Guide to Content Analysis

This page is designed primarily to assist ASELL team members in undertaking a qualitative content analysis of responses provided to open-ended survey questions.  Such an analysis could be undertaken on the feedback available following workshop testing of each experiment,  and will be required as part of the final submission for the evaluation of the student feedback collected during semester.  The principles and approach described here are applicable more generally, and so it is also hoped that this guide may provide assistance with qualitative analysis of other data.  This guide is written in an “every day” style and seeks to minimise the use of jargon, in the hope that this makes it more accesible to those unfamiliar with the literature of education.  An analysis of delegate feedback concerning the February 2006 ACELL workshop, undertaken by the ASELL Directors in the latter half of 2006, is used as an example of one approach to carrying out a content analysis.  A link to an Excel spreadsheet containing these data is provided at the bottom of this page; this spreadsheet will be discussed in the text below, so it is recommended that you download it before reading on.

The first point to keep in mind is that there is no hard and fast set of rules governing how to perform a qualitative data analysis.  The following discussion describes one possible way of proceeding, but this is not meant to mandate that this approach be followed by ASELL submitters.  The reader is directed to references such as Mason (2002), Miles and Huberman (1994), or Silverman (2005), included at the bottom of this page, for a more comprehensive discussion of possible methodological approaches.

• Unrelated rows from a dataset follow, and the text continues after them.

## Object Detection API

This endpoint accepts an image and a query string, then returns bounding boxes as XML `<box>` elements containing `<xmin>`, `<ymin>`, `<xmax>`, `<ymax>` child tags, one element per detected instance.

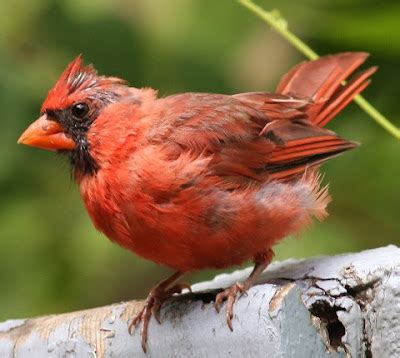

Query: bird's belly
<box><xmin>114</xmin><ymin>204</ymin><xmax>306</xmax><ymax>272</ymax></box>
<box><xmin>84</xmin><ymin>199</ymin><xmax>278</xmax><ymax>271</ymax></box>
<box><xmin>80</xmin><ymin>176</ymin><xmax>327</xmax><ymax>272</ymax></box>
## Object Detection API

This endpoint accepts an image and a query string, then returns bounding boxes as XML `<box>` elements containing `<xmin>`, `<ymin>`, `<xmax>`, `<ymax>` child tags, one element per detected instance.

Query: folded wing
<box><xmin>152</xmin><ymin>53</ymin><xmax>375</xmax><ymax>185</ymax></box>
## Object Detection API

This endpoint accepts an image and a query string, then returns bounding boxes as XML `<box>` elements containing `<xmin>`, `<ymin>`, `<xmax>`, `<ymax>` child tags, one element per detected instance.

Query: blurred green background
<box><xmin>1</xmin><ymin>0</ymin><xmax>399</xmax><ymax>320</ymax></box>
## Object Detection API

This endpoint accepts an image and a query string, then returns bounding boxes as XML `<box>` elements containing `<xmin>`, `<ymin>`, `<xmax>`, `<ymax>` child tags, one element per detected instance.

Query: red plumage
<box><xmin>18</xmin><ymin>52</ymin><xmax>376</xmax><ymax>351</ymax></box>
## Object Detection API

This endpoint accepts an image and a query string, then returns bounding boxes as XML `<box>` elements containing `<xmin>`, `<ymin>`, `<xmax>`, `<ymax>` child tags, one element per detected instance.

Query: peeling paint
<box><xmin>268</xmin><ymin>283</ymin><xmax>295</xmax><ymax>312</ymax></box>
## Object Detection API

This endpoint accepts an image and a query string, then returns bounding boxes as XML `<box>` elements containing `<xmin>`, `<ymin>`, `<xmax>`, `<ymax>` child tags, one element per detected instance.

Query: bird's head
<box><xmin>18</xmin><ymin>56</ymin><xmax>131</xmax><ymax>176</ymax></box>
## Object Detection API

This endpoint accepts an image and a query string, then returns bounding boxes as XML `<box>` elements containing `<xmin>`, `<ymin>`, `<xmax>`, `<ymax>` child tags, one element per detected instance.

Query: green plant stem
<box><xmin>237</xmin><ymin>0</ymin><xmax>400</xmax><ymax>139</ymax></box>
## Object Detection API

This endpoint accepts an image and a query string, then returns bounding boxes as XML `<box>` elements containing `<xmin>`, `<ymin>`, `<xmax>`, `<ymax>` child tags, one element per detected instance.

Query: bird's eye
<box><xmin>71</xmin><ymin>103</ymin><xmax>89</xmax><ymax>119</ymax></box>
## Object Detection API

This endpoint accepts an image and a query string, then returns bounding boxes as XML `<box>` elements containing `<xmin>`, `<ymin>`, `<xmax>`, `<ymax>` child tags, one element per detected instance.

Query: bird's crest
<box><xmin>41</xmin><ymin>55</ymin><xmax>126</xmax><ymax>112</ymax></box>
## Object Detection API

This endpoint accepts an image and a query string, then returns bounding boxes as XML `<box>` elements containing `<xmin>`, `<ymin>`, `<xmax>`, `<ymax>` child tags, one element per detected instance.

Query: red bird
<box><xmin>18</xmin><ymin>52</ymin><xmax>376</xmax><ymax>351</ymax></box>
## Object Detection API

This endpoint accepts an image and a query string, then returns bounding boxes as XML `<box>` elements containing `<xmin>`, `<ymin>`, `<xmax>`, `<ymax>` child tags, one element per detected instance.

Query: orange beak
<box><xmin>18</xmin><ymin>115</ymin><xmax>75</xmax><ymax>151</ymax></box>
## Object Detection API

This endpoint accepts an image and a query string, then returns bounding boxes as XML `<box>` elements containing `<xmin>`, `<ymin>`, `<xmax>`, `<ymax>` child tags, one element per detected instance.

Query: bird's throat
<box><xmin>62</xmin><ymin>134</ymin><xmax>99</xmax><ymax>178</ymax></box>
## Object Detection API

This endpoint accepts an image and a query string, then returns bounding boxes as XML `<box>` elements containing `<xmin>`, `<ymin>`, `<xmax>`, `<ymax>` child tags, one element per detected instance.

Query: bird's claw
<box><xmin>128</xmin><ymin>307</ymin><xmax>145</xmax><ymax>333</ymax></box>
<box><xmin>128</xmin><ymin>302</ymin><xmax>153</xmax><ymax>353</ymax></box>
<box><xmin>214</xmin><ymin>282</ymin><xmax>247</xmax><ymax>331</ymax></box>
<box><xmin>128</xmin><ymin>282</ymin><xmax>191</xmax><ymax>353</ymax></box>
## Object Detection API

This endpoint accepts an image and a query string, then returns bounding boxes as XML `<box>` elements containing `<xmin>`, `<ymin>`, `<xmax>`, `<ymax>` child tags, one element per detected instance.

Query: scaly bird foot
<box><xmin>214</xmin><ymin>282</ymin><xmax>248</xmax><ymax>331</ymax></box>
<box><xmin>129</xmin><ymin>283</ymin><xmax>191</xmax><ymax>353</ymax></box>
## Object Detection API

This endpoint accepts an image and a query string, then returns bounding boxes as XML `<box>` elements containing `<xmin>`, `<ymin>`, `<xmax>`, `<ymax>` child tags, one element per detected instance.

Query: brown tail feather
<box><xmin>315</xmin><ymin>66</ymin><xmax>377</xmax><ymax>127</ymax></box>
<box><xmin>263</xmin><ymin>118</ymin><xmax>358</xmax><ymax>180</ymax></box>
<box><xmin>276</xmin><ymin>52</ymin><xmax>376</xmax><ymax>127</ymax></box>
<box><xmin>268</xmin><ymin>139</ymin><xmax>357</xmax><ymax>180</ymax></box>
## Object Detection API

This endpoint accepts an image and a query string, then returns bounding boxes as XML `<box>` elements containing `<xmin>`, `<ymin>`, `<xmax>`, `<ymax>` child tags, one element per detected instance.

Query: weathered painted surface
<box><xmin>0</xmin><ymin>246</ymin><xmax>399</xmax><ymax>357</ymax></box>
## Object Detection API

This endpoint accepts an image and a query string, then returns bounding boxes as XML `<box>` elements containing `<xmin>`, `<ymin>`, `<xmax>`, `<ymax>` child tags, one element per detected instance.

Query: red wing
<box><xmin>151</xmin><ymin>92</ymin><xmax>356</xmax><ymax>186</ymax></box>
<box><xmin>150</xmin><ymin>93</ymin><xmax>269</xmax><ymax>150</ymax></box>
<box><xmin>150</xmin><ymin>93</ymin><xmax>277</xmax><ymax>187</ymax></box>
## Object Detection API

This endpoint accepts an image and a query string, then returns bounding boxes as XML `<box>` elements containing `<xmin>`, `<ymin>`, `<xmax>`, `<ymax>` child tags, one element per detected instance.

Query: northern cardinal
<box><xmin>18</xmin><ymin>52</ymin><xmax>376</xmax><ymax>352</ymax></box>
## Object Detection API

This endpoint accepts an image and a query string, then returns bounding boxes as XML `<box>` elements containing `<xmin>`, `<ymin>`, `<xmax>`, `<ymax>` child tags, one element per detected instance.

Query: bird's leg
<box><xmin>129</xmin><ymin>271</ymin><xmax>189</xmax><ymax>352</ymax></box>
<box><xmin>214</xmin><ymin>249</ymin><xmax>274</xmax><ymax>331</ymax></box>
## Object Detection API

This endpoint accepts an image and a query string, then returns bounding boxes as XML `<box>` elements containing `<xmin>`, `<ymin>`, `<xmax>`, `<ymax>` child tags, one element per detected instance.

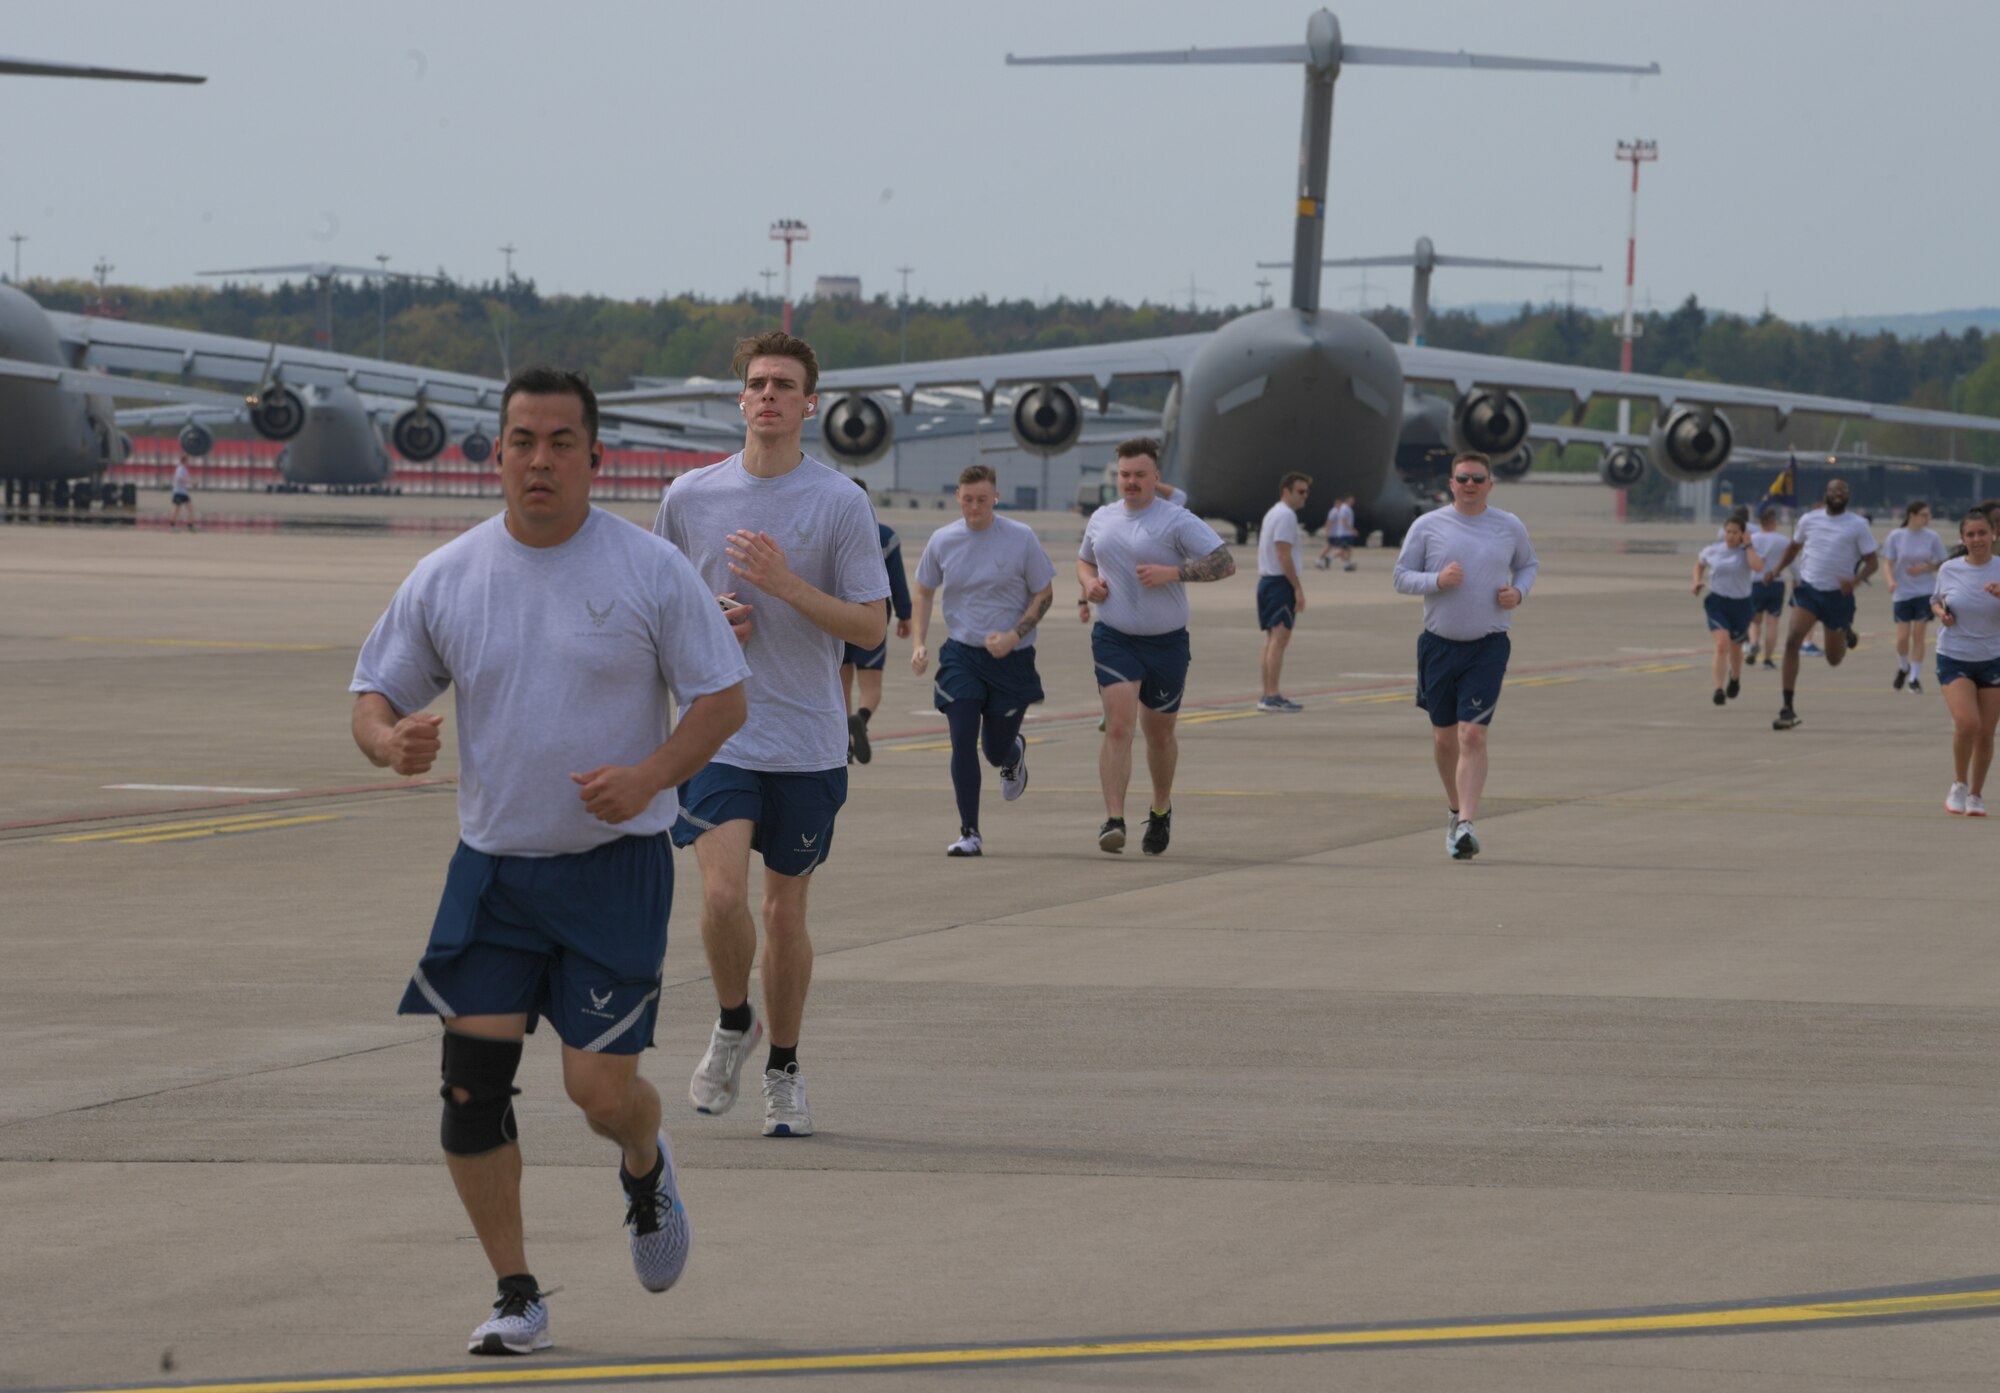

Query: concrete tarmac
<box><xmin>3</xmin><ymin>481</ymin><xmax>1996</xmax><ymax>1392</ymax></box>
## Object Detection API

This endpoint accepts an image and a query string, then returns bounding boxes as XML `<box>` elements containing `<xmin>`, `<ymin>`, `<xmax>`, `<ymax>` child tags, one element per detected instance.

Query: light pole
<box><xmin>1614</xmin><ymin>138</ymin><xmax>1657</xmax><ymax>521</ymax></box>
<box><xmin>375</xmin><ymin>253</ymin><xmax>391</xmax><ymax>359</ymax></box>
<box><xmin>7</xmin><ymin>232</ymin><xmax>23</xmax><ymax>282</ymax></box>
<box><xmin>498</xmin><ymin>242</ymin><xmax>517</xmax><ymax>375</ymax></box>
<box><xmin>769</xmin><ymin>220</ymin><xmax>809</xmax><ymax>333</ymax></box>
<box><xmin>896</xmin><ymin>264</ymin><xmax>915</xmax><ymax>362</ymax></box>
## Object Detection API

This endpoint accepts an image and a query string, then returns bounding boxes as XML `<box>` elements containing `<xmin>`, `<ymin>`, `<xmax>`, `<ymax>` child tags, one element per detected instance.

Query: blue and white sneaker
<box><xmin>999</xmin><ymin>735</ymin><xmax>1029</xmax><ymax>801</ymax></box>
<box><xmin>622</xmin><ymin>1131</ymin><xmax>691</xmax><ymax>1293</ymax></box>
<box><xmin>469</xmin><ymin>1279</ymin><xmax>552</xmax><ymax>1356</ymax></box>
<box><xmin>1256</xmin><ymin>694</ymin><xmax>1304</xmax><ymax>712</ymax></box>
<box><xmin>762</xmin><ymin>1063</ymin><xmax>814</xmax><ymax>1137</ymax></box>
<box><xmin>1451</xmin><ymin>819</ymin><xmax>1481</xmax><ymax>861</ymax></box>
<box><xmin>690</xmin><ymin>1014</ymin><xmax>763</xmax><ymax>1115</ymax></box>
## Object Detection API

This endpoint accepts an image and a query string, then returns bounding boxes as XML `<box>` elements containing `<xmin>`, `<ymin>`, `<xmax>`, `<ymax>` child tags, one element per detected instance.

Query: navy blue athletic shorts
<box><xmin>1750</xmin><ymin>579</ymin><xmax>1786</xmax><ymax>615</ymax></box>
<box><xmin>1937</xmin><ymin>653</ymin><xmax>2000</xmax><ymax>689</ymax></box>
<box><xmin>1416</xmin><ymin>630</ymin><xmax>1511</xmax><ymax>729</ymax></box>
<box><xmin>1792</xmin><ymin>582</ymin><xmax>1856</xmax><ymax>631</ymax></box>
<box><xmin>1092</xmin><ymin>622</ymin><xmax>1191</xmax><ymax>713</ymax></box>
<box><xmin>843</xmin><ymin>639</ymin><xmax>887</xmax><ymax>670</ymax></box>
<box><xmin>398</xmin><ymin>833</ymin><xmax>672</xmax><ymax>1054</ymax></box>
<box><xmin>1893</xmin><ymin>595</ymin><xmax>1935</xmax><ymax>624</ymax></box>
<box><xmin>671</xmin><ymin>761</ymin><xmax>848</xmax><ymax>877</ymax></box>
<box><xmin>1331</xmin><ymin>533</ymin><xmax>1360</xmax><ymax>549</ymax></box>
<box><xmin>933</xmin><ymin>637</ymin><xmax>1044</xmax><ymax>716</ymax></box>
<box><xmin>1256</xmin><ymin>574</ymin><xmax>1296</xmax><ymax>631</ymax></box>
<box><xmin>1704</xmin><ymin>592</ymin><xmax>1754</xmax><ymax>642</ymax></box>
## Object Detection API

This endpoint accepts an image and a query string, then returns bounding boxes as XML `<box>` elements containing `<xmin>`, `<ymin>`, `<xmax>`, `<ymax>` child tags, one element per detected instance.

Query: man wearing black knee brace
<box><xmin>351</xmin><ymin>366</ymin><xmax>748</xmax><ymax>1356</ymax></box>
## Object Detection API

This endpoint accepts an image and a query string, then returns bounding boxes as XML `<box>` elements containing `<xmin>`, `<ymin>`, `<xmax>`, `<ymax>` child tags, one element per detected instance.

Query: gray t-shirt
<box><xmin>1883</xmin><ymin>526</ymin><xmax>1948</xmax><ymax>599</ymax></box>
<box><xmin>1078</xmin><ymin>496</ymin><xmax>1228</xmax><ymax>637</ymax></box>
<box><xmin>350</xmin><ymin>508</ymin><xmax>750</xmax><ymax>857</ymax></box>
<box><xmin>1256</xmin><ymin>500</ymin><xmax>1301</xmax><ymax>577</ymax></box>
<box><xmin>1935</xmin><ymin>557</ymin><xmax>2000</xmax><ymax>662</ymax></box>
<box><xmin>1392</xmin><ymin>504</ymin><xmax>1541</xmax><ymax>641</ymax></box>
<box><xmin>916</xmin><ymin>515</ymin><xmax>1058</xmax><ymax>648</ymax></box>
<box><xmin>654</xmin><ymin>453</ymin><xmax>890</xmax><ymax>772</ymax></box>
<box><xmin>1792</xmin><ymin>508</ymin><xmax>1877</xmax><ymax>591</ymax></box>
<box><xmin>1699</xmin><ymin>541</ymin><xmax>1757</xmax><ymax>600</ymax></box>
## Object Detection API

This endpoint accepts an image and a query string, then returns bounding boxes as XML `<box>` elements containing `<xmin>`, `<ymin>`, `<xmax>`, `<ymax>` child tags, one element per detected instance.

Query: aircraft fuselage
<box><xmin>1164</xmin><ymin>306</ymin><xmax>1417</xmax><ymax>540</ymax></box>
<box><xmin>0</xmin><ymin>284</ymin><xmax>110</xmax><ymax>480</ymax></box>
<box><xmin>276</xmin><ymin>383</ymin><xmax>391</xmax><ymax>486</ymax></box>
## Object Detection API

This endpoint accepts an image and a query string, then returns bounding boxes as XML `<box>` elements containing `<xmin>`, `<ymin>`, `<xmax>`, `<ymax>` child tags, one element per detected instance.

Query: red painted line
<box><xmin>0</xmin><ymin>777</ymin><xmax>455</xmax><ymax>832</ymax></box>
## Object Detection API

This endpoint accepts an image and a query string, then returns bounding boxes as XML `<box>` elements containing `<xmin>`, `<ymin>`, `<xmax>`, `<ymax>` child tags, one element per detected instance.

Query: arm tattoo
<box><xmin>1015</xmin><ymin>591</ymin><xmax>1052</xmax><ymax>638</ymax></box>
<box><xmin>1177</xmin><ymin>544</ymin><xmax>1237</xmax><ymax>583</ymax></box>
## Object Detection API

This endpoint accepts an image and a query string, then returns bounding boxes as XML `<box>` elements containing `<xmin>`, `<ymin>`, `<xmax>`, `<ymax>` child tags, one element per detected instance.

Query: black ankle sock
<box><xmin>767</xmin><ymin>1044</ymin><xmax>798</xmax><ymax>1074</ymax></box>
<box><xmin>1782</xmin><ymin>689</ymin><xmax>1795</xmax><ymax>710</ymax></box>
<box><xmin>718</xmin><ymin>1001</ymin><xmax>753</xmax><ymax>1034</ymax></box>
<box><xmin>858</xmin><ymin>707</ymin><xmax>873</xmax><ymax>723</ymax></box>
<box><xmin>497</xmin><ymin>1272</ymin><xmax>539</xmax><ymax>1297</ymax></box>
<box><xmin>619</xmin><ymin>1144</ymin><xmax>664</xmax><ymax>1188</ymax></box>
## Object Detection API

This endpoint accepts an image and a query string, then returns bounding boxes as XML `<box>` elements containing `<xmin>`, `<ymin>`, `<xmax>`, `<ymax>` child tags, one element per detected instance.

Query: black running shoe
<box><xmin>1773</xmin><ymin>709</ymin><xmax>1801</xmax><ymax>731</ymax></box>
<box><xmin>1762</xmin><ymin>658</ymin><xmax>1777</xmax><ymax>670</ymax></box>
<box><xmin>1845</xmin><ymin>627</ymin><xmax>1860</xmax><ymax>650</ymax></box>
<box><xmin>847</xmin><ymin>713</ymin><xmax>872</xmax><ymax>765</ymax></box>
<box><xmin>1713</xmin><ymin>688</ymin><xmax>1726</xmax><ymax>706</ymax></box>
<box><xmin>1098</xmin><ymin>817</ymin><xmax>1126</xmax><ymax>854</ymax></box>
<box><xmin>1141</xmin><ymin>807</ymin><xmax>1172</xmax><ymax>856</ymax></box>
<box><xmin>1726</xmin><ymin>678</ymin><xmax>1740</xmax><ymax>699</ymax></box>
<box><xmin>1893</xmin><ymin>667</ymin><xmax>1908</xmax><ymax>690</ymax></box>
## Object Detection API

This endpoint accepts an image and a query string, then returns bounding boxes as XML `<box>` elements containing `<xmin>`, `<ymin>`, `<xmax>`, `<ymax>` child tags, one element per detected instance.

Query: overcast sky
<box><xmin>4</xmin><ymin>0</ymin><xmax>1992</xmax><ymax>322</ymax></box>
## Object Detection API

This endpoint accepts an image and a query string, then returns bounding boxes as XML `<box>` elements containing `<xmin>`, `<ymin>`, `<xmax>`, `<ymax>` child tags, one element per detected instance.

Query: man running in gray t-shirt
<box><xmin>352</xmin><ymin>367</ymin><xmax>748</xmax><ymax>1356</ymax></box>
<box><xmin>654</xmin><ymin>332</ymin><xmax>890</xmax><ymax>1140</ymax></box>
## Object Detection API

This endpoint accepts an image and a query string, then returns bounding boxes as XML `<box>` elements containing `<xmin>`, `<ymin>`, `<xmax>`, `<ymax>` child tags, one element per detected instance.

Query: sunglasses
<box><xmin>1451</xmin><ymin>474</ymin><xmax>1491</xmax><ymax>485</ymax></box>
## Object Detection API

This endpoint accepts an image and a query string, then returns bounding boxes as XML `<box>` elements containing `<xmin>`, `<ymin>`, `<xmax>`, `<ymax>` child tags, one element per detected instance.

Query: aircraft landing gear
<box><xmin>1234</xmin><ymin>521</ymin><xmax>1251</xmax><ymax>545</ymax></box>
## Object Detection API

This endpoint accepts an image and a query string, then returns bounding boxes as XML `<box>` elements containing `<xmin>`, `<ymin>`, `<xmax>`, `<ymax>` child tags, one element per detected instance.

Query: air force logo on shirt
<box><xmin>578</xmin><ymin>599</ymin><xmax>620</xmax><ymax>638</ymax></box>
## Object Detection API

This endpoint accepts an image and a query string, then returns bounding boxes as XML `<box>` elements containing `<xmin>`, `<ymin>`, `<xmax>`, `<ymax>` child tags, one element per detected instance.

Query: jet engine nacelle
<box><xmin>1450</xmin><ymin>389</ymin><xmax>1530</xmax><ymax>459</ymax></box>
<box><xmin>1648</xmin><ymin>406</ymin><xmax>1733</xmax><ymax>483</ymax></box>
<box><xmin>248</xmin><ymin>385</ymin><xmax>306</xmax><ymax>442</ymax></box>
<box><xmin>1491</xmin><ymin>445</ymin><xmax>1533</xmax><ymax>481</ymax></box>
<box><xmin>459</xmin><ymin>429</ymin><xmax>493</xmax><ymax>465</ymax></box>
<box><xmin>392</xmin><ymin>405</ymin><xmax>450</xmax><ymax>462</ymax></box>
<box><xmin>1010</xmin><ymin>382</ymin><xmax>1084</xmax><ymax>455</ymax></box>
<box><xmin>178</xmin><ymin>422</ymin><xmax>216</xmax><ymax>457</ymax></box>
<box><xmin>1598</xmin><ymin>445</ymin><xmax>1646</xmax><ymax>489</ymax></box>
<box><xmin>819</xmin><ymin>394</ymin><xmax>892</xmax><ymax>467</ymax></box>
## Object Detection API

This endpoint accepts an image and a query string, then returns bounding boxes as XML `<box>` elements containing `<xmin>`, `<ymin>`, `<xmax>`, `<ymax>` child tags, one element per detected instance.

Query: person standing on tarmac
<box><xmin>1255</xmin><ymin>472</ymin><xmax>1311</xmax><ymax>712</ymax></box>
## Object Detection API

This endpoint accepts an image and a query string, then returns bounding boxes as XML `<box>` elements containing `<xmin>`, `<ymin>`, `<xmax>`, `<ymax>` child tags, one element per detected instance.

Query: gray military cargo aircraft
<box><xmin>607</xmin><ymin>9</ymin><xmax>2000</xmax><ymax>543</ymax></box>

As practicing academics, most of us will have sets of student evaluations of our teaching administered by our employing institutions.  Most commonly, these surveys contain a mixture of data from both Likert-style (usually along a “Strongly Agree” to “Strongly Disagree” scale) and open-ended questions / statements (formally known as items).  The responses to the Likert-scale items are an example of quantitative data, and are often summarised in terms of histograms and / or statistical summaries.  (This use of some statistical summaries can be controversial, as such scales are usually ordinal, but this point will not be further explored here – see Michell (1986) and Andrich (1978) for further discussion.)  Data from the open-ended items are qualitative, and are usually just given to us in raw form.  Most of us read through these comments, usually consisting of responses to questions such as, “What is the best aspect of this persons teaching?”, or “How can this persons teaching be improved?”, to gain an overall “feel” for what the students think about our teaching, but will generally not undertake any more detailed analysis of these responses.

Qualitative data analysis involves being a little more sophisticated and rigorous in extracting information about what students are saying.

The following discussion is framed as a five-step process that covers the key elements of the approach to qualitative data analysis.

Step 1

The first issue to grapple with in performing qualitative data analysis is to decide what is the purpose of the study – in other words, to consider the question of what you want as an end product.

For example, you may wish to survey your students as part of a pilot study to identify what they perceive as the important aspects of the topic in which you are interested.  The results of this pilot study might then be used to help design a more comprehensive survey instrument, allowing you to tailor the design to explore aspects that are of interest to both you and your students.  In such a case, you would likely be interested in categories of comments made by students, and their frequency, but probably much less interested in the individual comments themselves.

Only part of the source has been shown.